Снедаемые голодом, мы улавливаем невероятные вкусовые оттенки в жидком супе, не обладающем в действительности никакой пищевой ценностью. Валяясь на завшивевших опилках, жмурясь, мы самозабвенно глотаем и глотаем… Горячая жидкость обволакивает наши истерзанные внутренности, а мозг тем временем воображает эпикурейские яства. Никогда раньше и никогда с тех пор я не испытывал столь всепоглощающего удовольствия от каждого куска или глотка, как в блоке А.

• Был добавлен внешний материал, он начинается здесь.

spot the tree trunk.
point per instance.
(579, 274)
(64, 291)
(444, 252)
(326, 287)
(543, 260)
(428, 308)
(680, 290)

Юдович и его клика катаются как сыр в масле. Пайки, которые должны были достаться умершим за ночь, попадают к ним. Кроме того, они бесстыдно обогащаются на раздаче еды. Их запасы неисчерпаемы: в выгородке у санитара блока хранятся целые упаковки сыра и горы хлеба. Заключенным из «здоровых», которые выходят на работы за пределы лагеря, иногда удается разжиться сигаретами или табаком. Санитар блока взимает с них дань. Он объедается за закрытыми дверями, и сигарета всегда торчит у него из угла рта. Здесь это головокружительная роскошь. Юдович так ловко умеет раздобыть табак, что иногда даже начальство и врачи обращаются к нему за небольшими товарищескими займами. Каждый день люди из дезинфекционной команды отглаживают ему полосатую тюремную робу с нашивкой
Юдович нисколько не заботится о своих подопечных. Обращаться к нему опасно. Его власть растет по мере появления новичков. Депортированные поступают в стремительно растущих количествах из других лагерей. Похоже, наш транспорт был только началом. Одного за другим я встречаю старых приятелей из Эйле и Фюрстенштайна. Из Эйле прибывает отощавший Глейвиц. Сперва я не понимаю, кто это. Лицо этого высокого худого мужчины раздулось до неузнаваемости. Фогель, жестянщик, тоже изменился – все его тело покрыто язвами, из воспалившихся ран течет гной.
Еще двое человек из старых знакомцев оказываются среди нас: Бергман, адвокат, и Херц, почтальон на пенсии. Но в каком состоянии…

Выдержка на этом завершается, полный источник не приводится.